Why is this? Because these local specialists have decided, as individual groups, that ER work is taxing, difficult, low-paying and high-risk. (Tell me about it.) And one by one, they have decided to quit. They just said, “Nope, not covering the ER any more.” And our hospital is not the only one facing this problem. It is, in fact, probably the biggest challenge facing emergency medicine nationwide.

Now I get it. I die a little inside when I have to call in a board-certified urologist at 0300 to put in a foley on some poor 87-year-old in urinary retention, after all my nurses and I fail to get it in. I really hate inconveniencing them, especially when it’s something that I maybe should have been able to handle myself. But that’s the life of an ER doc and I am pretty inured to it by this time. (Maybe I’m all the way dead inside?)

Which is why I was kinda incensed by the recent post over at Kevin’s site: Should Doctors be paid overtime for taking call?

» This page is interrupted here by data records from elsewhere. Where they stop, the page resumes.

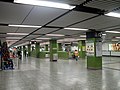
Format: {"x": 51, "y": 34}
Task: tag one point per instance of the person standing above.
{"x": 76, "y": 55}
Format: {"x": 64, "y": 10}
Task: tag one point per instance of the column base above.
{"x": 94, "y": 68}
{"x": 53, "y": 60}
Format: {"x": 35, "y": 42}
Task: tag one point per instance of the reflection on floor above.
{"x": 36, "y": 74}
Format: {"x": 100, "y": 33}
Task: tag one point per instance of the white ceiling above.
{"x": 99, "y": 22}
{"x": 42, "y": 15}
{"x": 71, "y": 18}
{"x": 33, "y": 15}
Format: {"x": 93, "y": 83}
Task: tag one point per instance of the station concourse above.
{"x": 46, "y": 33}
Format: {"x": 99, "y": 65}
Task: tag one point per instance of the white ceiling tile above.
{"x": 104, "y": 4}
{"x": 13, "y": 13}
{"x": 25, "y": 30}
{"x": 6, "y": 29}
{"x": 71, "y": 18}
{"x": 42, "y": 15}
{"x": 52, "y": 37}
{"x": 45, "y": 30}
{"x": 98, "y": 23}
{"x": 67, "y": 32}
{"x": 68, "y": 1}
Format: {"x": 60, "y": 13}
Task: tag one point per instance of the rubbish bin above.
{"x": 55, "y": 57}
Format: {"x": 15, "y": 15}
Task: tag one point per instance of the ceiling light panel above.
{"x": 71, "y": 18}
{"x": 77, "y": 29}
{"x": 98, "y": 23}
{"x": 25, "y": 30}
{"x": 43, "y": 15}
{"x": 45, "y": 30}
{"x": 56, "y": 35}
{"x": 24, "y": 26}
{"x": 15, "y": 38}
{"x": 44, "y": 38}
{"x": 13, "y": 13}
{"x": 113, "y": 14}
{"x": 4, "y": 29}
{"x": 45, "y": 3}
{"x": 68, "y": 32}
{"x": 104, "y": 4}
{"x": 17, "y": 33}
{"x": 112, "y": 31}
{"x": 117, "y": 37}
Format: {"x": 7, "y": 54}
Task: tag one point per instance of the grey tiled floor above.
{"x": 36, "y": 74}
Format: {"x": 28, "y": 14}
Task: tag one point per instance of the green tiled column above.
{"x": 37, "y": 49}
{"x": 94, "y": 50}
{"x": 53, "y": 50}
{"x": 46, "y": 47}
{"x": 24, "y": 48}
{"x": 59, "y": 46}
{"x": 81, "y": 48}
{"x": 29, "y": 49}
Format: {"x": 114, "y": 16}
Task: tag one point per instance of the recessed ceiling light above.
{"x": 117, "y": 37}
{"x": 112, "y": 31}
{"x": 25, "y": 26}
{"x": 113, "y": 14}
{"x": 17, "y": 33}
{"x": 79, "y": 29}
{"x": 13, "y": 38}
{"x": 43, "y": 38}
{"x": 103, "y": 34}
{"x": 115, "y": 40}
{"x": 58, "y": 35}
{"x": 83, "y": 36}
{"x": 45, "y": 3}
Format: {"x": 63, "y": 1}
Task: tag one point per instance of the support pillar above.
{"x": 29, "y": 49}
{"x": 59, "y": 46}
{"x": 94, "y": 50}
{"x": 24, "y": 51}
{"x": 81, "y": 48}
{"x": 37, "y": 49}
{"x": 53, "y": 50}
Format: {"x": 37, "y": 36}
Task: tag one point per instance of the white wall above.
{"x": 105, "y": 46}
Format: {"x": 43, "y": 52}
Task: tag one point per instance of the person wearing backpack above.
{"x": 76, "y": 55}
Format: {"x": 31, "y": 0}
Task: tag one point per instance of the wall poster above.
{"x": 90, "y": 48}
{"x": 98, "y": 49}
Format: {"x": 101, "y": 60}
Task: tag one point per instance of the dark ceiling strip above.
{"x": 109, "y": 27}
{"x": 49, "y": 23}
{"x": 85, "y": 2}
{"x": 89, "y": 10}
{"x": 10, "y": 1}
{"x": 52, "y": 27}
{"x": 71, "y": 25}
{"x": 2, "y": 24}
{"x": 25, "y": 17}
{"x": 83, "y": 20}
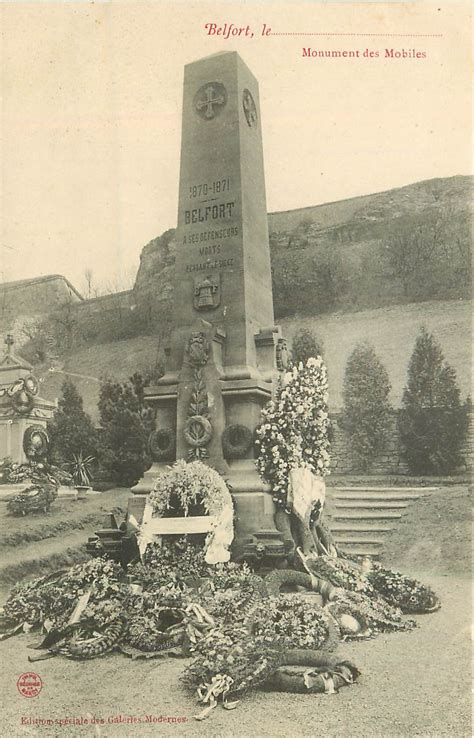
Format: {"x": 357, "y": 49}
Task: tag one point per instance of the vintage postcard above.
{"x": 236, "y": 436}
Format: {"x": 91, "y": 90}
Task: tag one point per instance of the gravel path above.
{"x": 412, "y": 684}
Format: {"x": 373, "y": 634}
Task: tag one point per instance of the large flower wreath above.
{"x": 185, "y": 485}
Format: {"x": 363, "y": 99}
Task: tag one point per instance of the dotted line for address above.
{"x": 398, "y": 35}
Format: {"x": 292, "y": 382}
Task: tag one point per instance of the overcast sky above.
{"x": 91, "y": 116}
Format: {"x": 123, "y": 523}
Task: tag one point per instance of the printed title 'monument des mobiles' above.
{"x": 308, "y": 52}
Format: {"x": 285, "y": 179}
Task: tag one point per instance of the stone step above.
{"x": 360, "y": 527}
{"x": 41, "y": 557}
{"x": 395, "y": 496}
{"x": 417, "y": 490}
{"x": 366, "y": 515}
{"x": 359, "y": 540}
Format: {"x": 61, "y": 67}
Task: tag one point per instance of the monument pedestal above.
{"x": 21, "y": 409}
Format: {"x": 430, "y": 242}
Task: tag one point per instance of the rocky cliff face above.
{"x": 405, "y": 245}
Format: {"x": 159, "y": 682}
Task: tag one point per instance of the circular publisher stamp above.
{"x": 29, "y": 684}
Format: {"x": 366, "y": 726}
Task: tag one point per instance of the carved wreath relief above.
{"x": 21, "y": 395}
{"x": 210, "y": 100}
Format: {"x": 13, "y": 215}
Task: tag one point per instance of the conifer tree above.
{"x": 305, "y": 345}
{"x": 367, "y": 410}
{"x": 122, "y": 448}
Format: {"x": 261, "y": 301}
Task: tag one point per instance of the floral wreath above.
{"x": 293, "y": 433}
{"x": 162, "y": 444}
{"x": 35, "y": 442}
{"x": 192, "y": 483}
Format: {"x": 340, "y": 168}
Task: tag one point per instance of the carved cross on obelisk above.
{"x": 222, "y": 355}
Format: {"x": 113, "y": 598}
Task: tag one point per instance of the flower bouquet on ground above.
{"x": 42, "y": 481}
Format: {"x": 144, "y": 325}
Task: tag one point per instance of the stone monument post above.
{"x": 22, "y": 411}
{"x": 222, "y": 357}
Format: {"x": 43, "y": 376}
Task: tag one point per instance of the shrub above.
{"x": 305, "y": 345}
{"x": 122, "y": 445}
{"x": 71, "y": 431}
{"x": 433, "y": 422}
{"x": 366, "y": 413}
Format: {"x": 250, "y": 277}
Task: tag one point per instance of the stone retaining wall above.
{"x": 389, "y": 461}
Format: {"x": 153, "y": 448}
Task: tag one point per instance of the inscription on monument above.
{"x": 250, "y": 109}
{"x": 213, "y": 188}
{"x": 210, "y": 212}
{"x": 216, "y": 264}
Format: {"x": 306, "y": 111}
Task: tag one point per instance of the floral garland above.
{"x": 288, "y": 622}
{"x": 410, "y": 595}
{"x": 294, "y": 428}
{"x": 185, "y": 485}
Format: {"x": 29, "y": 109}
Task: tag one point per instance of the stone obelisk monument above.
{"x": 224, "y": 351}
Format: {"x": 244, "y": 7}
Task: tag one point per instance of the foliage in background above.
{"x": 81, "y": 468}
{"x": 367, "y": 411}
{"x": 71, "y": 431}
{"x": 433, "y": 422}
{"x": 141, "y": 380}
{"x": 294, "y": 428}
{"x": 122, "y": 438}
{"x": 305, "y": 345}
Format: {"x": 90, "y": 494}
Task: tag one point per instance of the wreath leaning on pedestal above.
{"x": 162, "y": 444}
{"x": 188, "y": 484}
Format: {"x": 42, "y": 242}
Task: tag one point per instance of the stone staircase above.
{"x": 360, "y": 518}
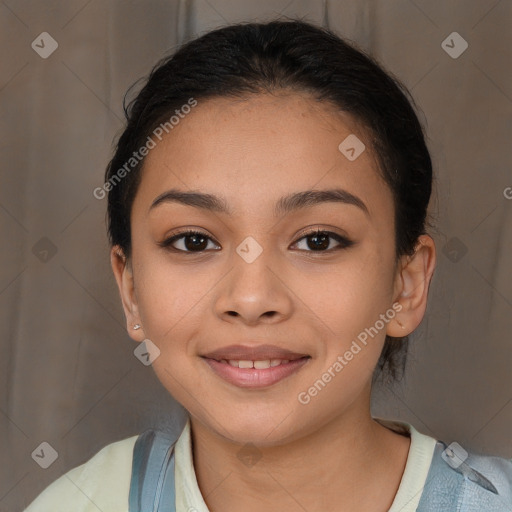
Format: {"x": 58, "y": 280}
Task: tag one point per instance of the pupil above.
{"x": 324, "y": 238}
{"x": 195, "y": 245}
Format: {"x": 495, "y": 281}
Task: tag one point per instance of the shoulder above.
{"x": 101, "y": 483}
{"x": 467, "y": 482}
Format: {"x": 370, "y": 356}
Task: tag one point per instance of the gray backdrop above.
{"x": 68, "y": 375}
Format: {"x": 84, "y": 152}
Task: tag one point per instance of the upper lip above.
{"x": 255, "y": 353}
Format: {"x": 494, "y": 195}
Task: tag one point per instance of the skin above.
{"x": 329, "y": 454}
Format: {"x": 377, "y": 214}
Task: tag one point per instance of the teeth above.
{"x": 259, "y": 365}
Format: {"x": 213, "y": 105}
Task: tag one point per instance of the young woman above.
{"x": 267, "y": 208}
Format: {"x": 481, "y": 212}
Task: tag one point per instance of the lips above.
{"x": 258, "y": 353}
{"x": 254, "y": 367}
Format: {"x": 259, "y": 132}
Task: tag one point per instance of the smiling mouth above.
{"x": 258, "y": 364}
{"x": 258, "y": 373}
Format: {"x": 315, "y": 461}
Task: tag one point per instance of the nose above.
{"x": 254, "y": 292}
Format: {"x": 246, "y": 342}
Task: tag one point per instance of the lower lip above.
{"x": 252, "y": 377}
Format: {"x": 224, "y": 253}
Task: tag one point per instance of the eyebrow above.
{"x": 284, "y": 205}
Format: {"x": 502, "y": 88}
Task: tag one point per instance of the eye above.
{"x": 193, "y": 241}
{"x": 197, "y": 241}
{"x": 320, "y": 241}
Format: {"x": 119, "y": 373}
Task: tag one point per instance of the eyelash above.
{"x": 345, "y": 242}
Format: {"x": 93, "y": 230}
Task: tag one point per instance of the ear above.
{"x": 412, "y": 282}
{"x": 123, "y": 273}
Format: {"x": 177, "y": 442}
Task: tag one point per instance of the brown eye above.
{"x": 192, "y": 241}
{"x": 319, "y": 241}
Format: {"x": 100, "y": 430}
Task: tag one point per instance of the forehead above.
{"x": 256, "y": 149}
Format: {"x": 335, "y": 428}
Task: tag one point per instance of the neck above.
{"x": 350, "y": 463}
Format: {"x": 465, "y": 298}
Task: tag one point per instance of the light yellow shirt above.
{"x": 102, "y": 483}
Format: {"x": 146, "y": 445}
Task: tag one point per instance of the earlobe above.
{"x": 123, "y": 273}
{"x": 411, "y": 287}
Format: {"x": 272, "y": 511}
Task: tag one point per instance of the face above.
{"x": 258, "y": 275}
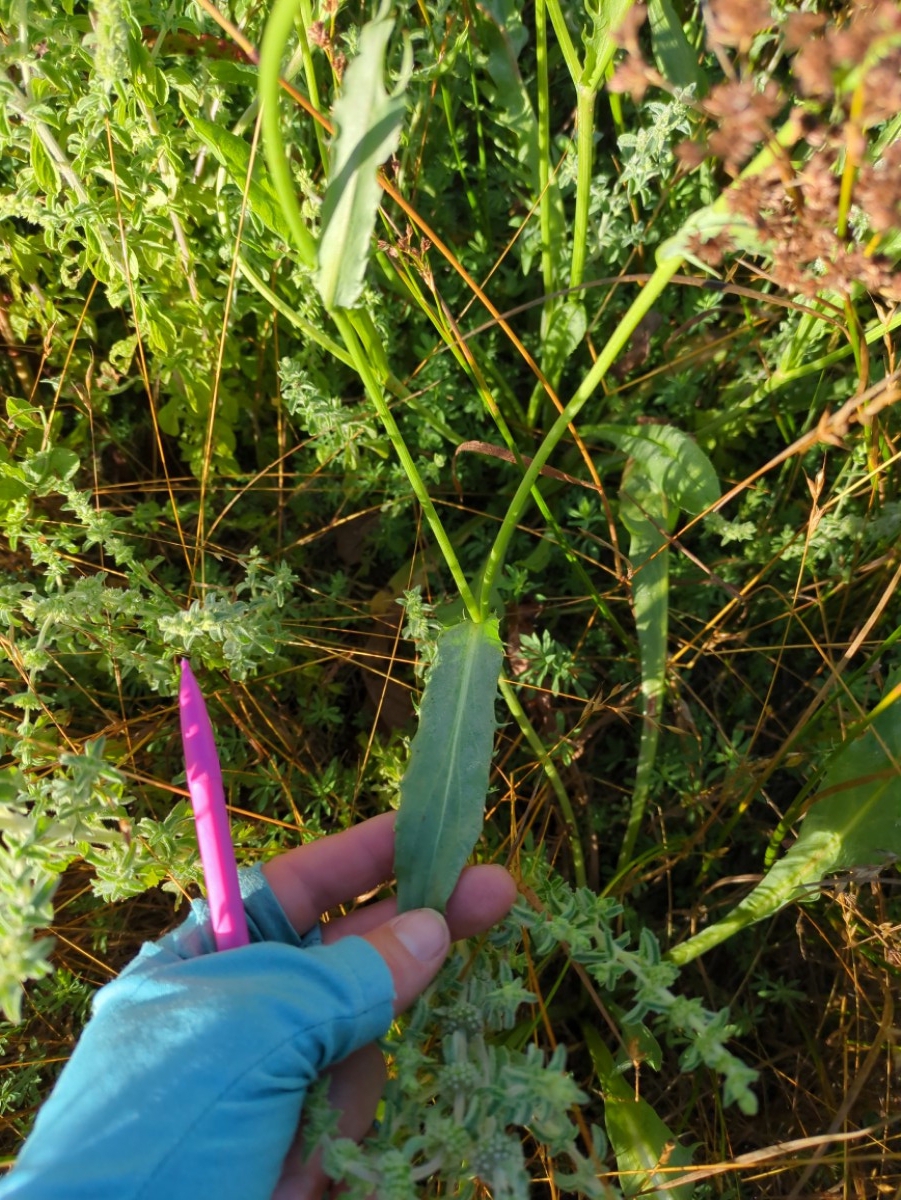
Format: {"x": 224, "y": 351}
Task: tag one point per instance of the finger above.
{"x": 355, "y": 1087}
{"x": 414, "y": 946}
{"x": 482, "y": 897}
{"x": 312, "y": 879}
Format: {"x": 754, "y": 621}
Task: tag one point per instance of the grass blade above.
{"x": 443, "y": 790}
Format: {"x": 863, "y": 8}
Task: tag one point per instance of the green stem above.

The cardiologist writing that post painted a beautiful picture of how much call sucks, and I get it. I know the absence of call played into my decision to pursue Emergency Medicine as a career. But the question posed, in the context of the current situation, feels almost like blackmail: “Pay me or I’m gone, too.”

The history here is that being on call has pretty much always been a service that is part of the practice of medicine. No matter your specialty, if your patient got sick at night, you would be called in to deal with it. As the number of patients without established doctors grew, most hospitals had “no-doc” coverage rotating for unassigned patients. When you are on call, you don’t get paid for phone calls, but you do get paid if you have to come in and see or admit a patient (presuming they have insurance). In the old days call may have been a practice-growing revenue stream, but for a long time now it’s been a poorly-reimbursed time suck for most specialists.

A growing trend we are seeing nationally is for specialists to demand — and receive — reimbursement from the hospital just to be on call. Our hospital being a skinflint catholic shop responsible steward of resources told the specialists to pound sand, which led to their absenting themselves from the medical staff and call roster. But many hospitals, especially those in highly competitive markets, have started to pony up and pay docs to take call.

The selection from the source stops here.